I came here to apologize... to you, Jane.

And you, Maura.

I was a pig last night.

Don't blame it on the wine, Pop.

I said some terrible things.

I screwed up. I'm sorry.

Well, thank you for apologizing.

That must be hard for you.

It is. It always has been.

But I got some good news.

I do have cancer, but they said it was... stage 2.

That's very treatable.

I'm glad to hear that.

I want you to forgive me, Jane. Please.

You're my number-one daughter.

I'm your only daughter, Pop.

Okay, so, now what?

I'm thinking about moving back to Boston.

You have a new life in Florida, Frank.
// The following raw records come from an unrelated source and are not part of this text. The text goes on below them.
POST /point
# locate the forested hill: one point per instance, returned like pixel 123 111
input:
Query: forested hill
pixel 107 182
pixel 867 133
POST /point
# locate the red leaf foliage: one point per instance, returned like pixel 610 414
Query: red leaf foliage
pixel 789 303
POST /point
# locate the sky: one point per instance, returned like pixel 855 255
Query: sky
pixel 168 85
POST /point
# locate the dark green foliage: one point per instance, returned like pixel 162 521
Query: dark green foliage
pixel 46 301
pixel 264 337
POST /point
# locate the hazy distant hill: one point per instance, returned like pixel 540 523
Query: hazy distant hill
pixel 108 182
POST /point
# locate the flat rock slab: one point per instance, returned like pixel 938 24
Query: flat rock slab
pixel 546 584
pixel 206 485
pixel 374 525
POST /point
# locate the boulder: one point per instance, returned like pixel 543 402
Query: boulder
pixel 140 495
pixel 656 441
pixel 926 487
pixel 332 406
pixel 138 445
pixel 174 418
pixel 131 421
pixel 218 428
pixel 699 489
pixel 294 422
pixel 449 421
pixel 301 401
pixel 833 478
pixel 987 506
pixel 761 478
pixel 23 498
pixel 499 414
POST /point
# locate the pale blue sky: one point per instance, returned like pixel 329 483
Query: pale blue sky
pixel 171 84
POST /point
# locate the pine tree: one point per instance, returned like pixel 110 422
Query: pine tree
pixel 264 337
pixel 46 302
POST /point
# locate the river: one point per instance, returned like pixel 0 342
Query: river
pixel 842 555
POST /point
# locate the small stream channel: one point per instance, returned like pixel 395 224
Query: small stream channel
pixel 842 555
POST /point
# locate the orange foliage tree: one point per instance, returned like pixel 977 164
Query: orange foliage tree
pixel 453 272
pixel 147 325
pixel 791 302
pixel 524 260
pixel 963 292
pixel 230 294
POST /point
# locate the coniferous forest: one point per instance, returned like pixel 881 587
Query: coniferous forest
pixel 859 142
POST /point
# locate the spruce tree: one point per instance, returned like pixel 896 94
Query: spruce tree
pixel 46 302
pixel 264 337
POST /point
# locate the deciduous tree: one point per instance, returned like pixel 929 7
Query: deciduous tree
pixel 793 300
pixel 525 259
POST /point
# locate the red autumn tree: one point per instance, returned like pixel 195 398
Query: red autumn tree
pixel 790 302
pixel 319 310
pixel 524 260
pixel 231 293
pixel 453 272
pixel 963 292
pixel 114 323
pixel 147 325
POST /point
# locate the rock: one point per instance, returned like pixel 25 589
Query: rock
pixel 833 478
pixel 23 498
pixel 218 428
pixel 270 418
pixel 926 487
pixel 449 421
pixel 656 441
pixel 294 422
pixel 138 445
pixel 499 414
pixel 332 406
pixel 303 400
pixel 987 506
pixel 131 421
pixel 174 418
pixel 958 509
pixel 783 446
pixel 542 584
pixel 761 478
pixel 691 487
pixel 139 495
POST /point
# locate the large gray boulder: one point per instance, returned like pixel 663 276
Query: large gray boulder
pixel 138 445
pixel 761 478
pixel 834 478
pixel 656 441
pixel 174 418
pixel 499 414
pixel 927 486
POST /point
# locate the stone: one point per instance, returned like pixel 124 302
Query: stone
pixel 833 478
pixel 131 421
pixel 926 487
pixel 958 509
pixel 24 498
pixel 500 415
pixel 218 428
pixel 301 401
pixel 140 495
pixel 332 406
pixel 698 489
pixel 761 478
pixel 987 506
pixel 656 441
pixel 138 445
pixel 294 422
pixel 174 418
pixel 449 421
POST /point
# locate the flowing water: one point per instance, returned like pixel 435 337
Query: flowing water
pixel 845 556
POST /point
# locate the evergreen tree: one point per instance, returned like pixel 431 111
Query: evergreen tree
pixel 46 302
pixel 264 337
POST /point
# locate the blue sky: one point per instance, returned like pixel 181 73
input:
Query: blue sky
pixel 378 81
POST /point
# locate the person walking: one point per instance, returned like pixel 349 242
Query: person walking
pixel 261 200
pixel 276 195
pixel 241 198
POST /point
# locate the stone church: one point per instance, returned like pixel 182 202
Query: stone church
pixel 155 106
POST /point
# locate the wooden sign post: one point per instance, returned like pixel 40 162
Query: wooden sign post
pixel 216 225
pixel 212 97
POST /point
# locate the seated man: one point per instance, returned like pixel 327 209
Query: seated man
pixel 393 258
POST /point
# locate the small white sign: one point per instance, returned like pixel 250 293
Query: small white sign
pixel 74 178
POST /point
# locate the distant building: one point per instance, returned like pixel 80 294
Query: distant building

I have a new life here.

What are you saying, Ang?

I'm saying... you're not my husband anymore.

You'll always be our children's father.

And I'll be here if you need me.

But you should go back.

Jane?

No, stay in touch, Pop.

It's a short flight. Come back anytime.

Okay.

You take care of yourself, Angela.

You too, Frank.

Goodbye, my sweet big girl.

[chuckles, sniffles]

[crying] I love you, Daddy.

I love you, too.

All right.

[smooches, sniffles]

[door opens]

[door closes]

Okay.

[sniffles]

Jane: So... now that we're all good and depressed, what should we do?

[chuckles]

I have some jello from last night.

Nobody ate it.

Well, that's a shock.

[laughter]

I have some cookies.

The ones that taste like cardboard?

The night just gets better and better!

[laughter]

Oh, good, well, I'm glad I saved some for you.

I'm really proud of the way you handled yourself, Ma.

I'm proud of you, Jane... and your brothers ... that's who I'm proud of.

And thanks for putting up with us nut balls, Maura.

What do you mean, putting up with you?

You're my nut balls! You're my family.